Table 6 The impact of particle concentration on skin friction coefficient and Nusselt number
Table 7 The impact of PVA concentration on skin friction coefficient and Nusselt number
Table 8 The impact of wedge’s angle on skin friction coefficient and Nusselt number

Conclusions

In this study, PVA-water base Al2O3-non-Newtonian nanofluid flow along with heat transfer is theoretically investigated over wedge. Based on the obtained results, this fluid reveals shear-thinning behavior that obeys the power law model. PVA and Al2O3 nanoparticle concentrations generate an impact on flow index, consistency index and other physical properties.

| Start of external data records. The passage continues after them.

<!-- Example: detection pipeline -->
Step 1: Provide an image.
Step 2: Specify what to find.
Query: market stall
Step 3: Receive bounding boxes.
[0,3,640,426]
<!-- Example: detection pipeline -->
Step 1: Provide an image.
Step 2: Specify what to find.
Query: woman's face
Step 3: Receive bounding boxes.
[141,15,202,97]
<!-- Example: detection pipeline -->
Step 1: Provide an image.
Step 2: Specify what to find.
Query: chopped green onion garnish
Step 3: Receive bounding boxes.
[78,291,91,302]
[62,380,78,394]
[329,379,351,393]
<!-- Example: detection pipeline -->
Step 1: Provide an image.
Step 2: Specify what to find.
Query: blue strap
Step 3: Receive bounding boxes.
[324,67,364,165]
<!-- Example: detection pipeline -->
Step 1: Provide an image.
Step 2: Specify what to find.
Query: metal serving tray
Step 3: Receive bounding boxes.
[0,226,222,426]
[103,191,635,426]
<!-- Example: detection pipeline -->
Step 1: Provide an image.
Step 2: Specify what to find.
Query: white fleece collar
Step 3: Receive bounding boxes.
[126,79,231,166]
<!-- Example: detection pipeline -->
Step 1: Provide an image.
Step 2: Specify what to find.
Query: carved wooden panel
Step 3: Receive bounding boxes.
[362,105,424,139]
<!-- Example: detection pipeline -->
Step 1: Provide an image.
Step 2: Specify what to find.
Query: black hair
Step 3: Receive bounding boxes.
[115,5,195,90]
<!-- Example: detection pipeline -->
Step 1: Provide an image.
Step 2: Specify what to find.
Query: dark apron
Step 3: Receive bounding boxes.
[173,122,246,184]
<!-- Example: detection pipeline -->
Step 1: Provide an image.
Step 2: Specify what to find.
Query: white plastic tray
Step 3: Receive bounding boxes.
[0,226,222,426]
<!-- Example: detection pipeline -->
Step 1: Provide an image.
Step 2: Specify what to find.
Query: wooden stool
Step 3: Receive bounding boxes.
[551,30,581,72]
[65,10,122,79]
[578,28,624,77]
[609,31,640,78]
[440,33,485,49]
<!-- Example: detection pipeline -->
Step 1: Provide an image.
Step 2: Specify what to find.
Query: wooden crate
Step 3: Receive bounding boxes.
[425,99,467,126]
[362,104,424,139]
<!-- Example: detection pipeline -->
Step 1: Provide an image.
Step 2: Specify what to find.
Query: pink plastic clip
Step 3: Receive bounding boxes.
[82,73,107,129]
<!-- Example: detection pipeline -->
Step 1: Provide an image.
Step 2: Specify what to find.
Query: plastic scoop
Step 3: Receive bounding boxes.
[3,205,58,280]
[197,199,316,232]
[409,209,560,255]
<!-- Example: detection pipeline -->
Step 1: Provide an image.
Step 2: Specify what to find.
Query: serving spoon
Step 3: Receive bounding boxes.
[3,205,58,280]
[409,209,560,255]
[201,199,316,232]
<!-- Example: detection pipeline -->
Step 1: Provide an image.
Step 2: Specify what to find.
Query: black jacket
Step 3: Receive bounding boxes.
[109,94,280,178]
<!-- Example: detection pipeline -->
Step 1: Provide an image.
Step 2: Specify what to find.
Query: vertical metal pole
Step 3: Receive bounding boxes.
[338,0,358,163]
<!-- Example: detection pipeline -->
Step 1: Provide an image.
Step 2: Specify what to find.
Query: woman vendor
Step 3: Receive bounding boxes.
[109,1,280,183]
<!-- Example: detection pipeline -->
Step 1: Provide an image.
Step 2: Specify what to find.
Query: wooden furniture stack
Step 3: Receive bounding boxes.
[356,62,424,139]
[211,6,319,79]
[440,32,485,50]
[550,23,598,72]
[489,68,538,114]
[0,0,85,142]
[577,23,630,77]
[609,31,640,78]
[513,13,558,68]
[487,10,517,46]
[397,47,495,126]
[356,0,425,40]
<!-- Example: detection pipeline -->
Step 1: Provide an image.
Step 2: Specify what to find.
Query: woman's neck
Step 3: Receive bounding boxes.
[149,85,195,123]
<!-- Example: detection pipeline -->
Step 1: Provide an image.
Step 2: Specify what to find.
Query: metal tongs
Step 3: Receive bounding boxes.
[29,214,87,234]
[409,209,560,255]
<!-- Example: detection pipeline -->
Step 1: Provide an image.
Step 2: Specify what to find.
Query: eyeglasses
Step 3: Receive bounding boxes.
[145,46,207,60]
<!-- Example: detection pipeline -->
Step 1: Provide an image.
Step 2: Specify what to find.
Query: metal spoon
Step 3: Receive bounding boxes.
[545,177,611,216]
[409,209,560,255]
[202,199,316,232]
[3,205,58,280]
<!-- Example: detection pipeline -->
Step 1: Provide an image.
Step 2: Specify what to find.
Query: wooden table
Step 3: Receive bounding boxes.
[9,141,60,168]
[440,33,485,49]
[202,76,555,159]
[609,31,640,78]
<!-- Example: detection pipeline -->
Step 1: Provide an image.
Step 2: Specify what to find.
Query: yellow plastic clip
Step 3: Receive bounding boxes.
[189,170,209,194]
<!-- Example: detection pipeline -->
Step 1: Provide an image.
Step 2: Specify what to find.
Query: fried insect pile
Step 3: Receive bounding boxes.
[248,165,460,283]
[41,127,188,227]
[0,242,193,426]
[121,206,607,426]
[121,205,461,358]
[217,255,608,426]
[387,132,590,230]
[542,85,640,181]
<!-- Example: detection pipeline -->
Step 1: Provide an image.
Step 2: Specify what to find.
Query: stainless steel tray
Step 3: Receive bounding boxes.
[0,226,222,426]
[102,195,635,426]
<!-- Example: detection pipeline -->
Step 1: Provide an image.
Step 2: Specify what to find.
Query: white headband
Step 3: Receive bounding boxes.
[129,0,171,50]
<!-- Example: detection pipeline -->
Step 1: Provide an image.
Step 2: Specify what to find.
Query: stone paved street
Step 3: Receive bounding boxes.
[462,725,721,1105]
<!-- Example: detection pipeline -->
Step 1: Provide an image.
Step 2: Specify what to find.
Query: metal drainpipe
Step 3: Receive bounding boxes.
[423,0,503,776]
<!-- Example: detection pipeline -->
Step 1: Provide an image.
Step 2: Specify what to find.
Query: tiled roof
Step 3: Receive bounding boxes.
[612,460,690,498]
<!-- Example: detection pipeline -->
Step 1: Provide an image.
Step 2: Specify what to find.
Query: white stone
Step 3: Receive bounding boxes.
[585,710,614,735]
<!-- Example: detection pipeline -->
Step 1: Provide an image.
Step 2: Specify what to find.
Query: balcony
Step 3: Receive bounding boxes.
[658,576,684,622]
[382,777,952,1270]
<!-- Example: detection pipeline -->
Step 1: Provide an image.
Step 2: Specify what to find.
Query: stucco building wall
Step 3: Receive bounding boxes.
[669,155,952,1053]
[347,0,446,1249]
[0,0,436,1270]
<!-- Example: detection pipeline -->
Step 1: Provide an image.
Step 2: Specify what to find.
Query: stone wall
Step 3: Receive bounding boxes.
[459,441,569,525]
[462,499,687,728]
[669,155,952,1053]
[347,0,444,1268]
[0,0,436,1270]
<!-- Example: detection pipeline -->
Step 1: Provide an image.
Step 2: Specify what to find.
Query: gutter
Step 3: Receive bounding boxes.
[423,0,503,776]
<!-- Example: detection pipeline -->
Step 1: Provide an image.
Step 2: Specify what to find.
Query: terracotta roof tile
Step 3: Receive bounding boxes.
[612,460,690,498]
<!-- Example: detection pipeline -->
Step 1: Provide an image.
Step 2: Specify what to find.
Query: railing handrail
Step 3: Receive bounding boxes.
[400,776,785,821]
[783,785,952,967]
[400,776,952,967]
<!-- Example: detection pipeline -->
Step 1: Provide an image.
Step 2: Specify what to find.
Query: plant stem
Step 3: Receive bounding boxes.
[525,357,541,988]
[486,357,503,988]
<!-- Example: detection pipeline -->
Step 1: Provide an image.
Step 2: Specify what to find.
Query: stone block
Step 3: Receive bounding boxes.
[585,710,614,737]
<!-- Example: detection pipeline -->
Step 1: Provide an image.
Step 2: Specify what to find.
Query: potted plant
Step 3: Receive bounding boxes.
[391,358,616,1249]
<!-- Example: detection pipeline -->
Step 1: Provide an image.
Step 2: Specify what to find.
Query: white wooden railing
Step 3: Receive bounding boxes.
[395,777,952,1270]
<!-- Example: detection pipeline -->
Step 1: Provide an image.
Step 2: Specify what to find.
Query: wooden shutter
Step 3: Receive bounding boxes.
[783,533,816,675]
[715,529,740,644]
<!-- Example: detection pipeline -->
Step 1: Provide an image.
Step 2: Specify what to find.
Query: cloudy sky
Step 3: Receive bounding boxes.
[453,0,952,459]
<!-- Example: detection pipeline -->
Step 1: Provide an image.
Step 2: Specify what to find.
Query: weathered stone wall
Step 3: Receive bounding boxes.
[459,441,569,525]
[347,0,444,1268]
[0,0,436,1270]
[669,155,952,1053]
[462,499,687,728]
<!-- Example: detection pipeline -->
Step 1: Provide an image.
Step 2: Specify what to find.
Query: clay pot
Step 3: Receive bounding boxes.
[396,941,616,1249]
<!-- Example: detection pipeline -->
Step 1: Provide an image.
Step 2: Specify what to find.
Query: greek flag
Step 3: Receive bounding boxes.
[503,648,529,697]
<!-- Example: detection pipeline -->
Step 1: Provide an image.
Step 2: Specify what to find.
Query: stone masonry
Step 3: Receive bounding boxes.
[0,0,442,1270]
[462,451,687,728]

In this consequence, velocity and temperature profiles are affected. The velocity profile is decreased due to increasing of effective viscosity by concentrations of PVA and Al2O3. The temperature profile rises by rising of particle concentrations and decreases by increasing of PVA concentrations. Furthermore, shear stress at wall is enhanced by Al2O3 and PVA concentrations, but it goes to maximum by PVA concentrations. The temperature gradient is increased because of rising of thermal diffusion by Al2O3 and decreased due to low thermal diffusion by PVA concentration. Thus, these results can help design a chemical process, e.g., coating application where behavior of fluid dictates the efficiency of the process. By these results, chemical engineers can predict the behavior of fluid in terms of heat transfer, temperature and velocity profiles to design a more efficient and environmental friendly process.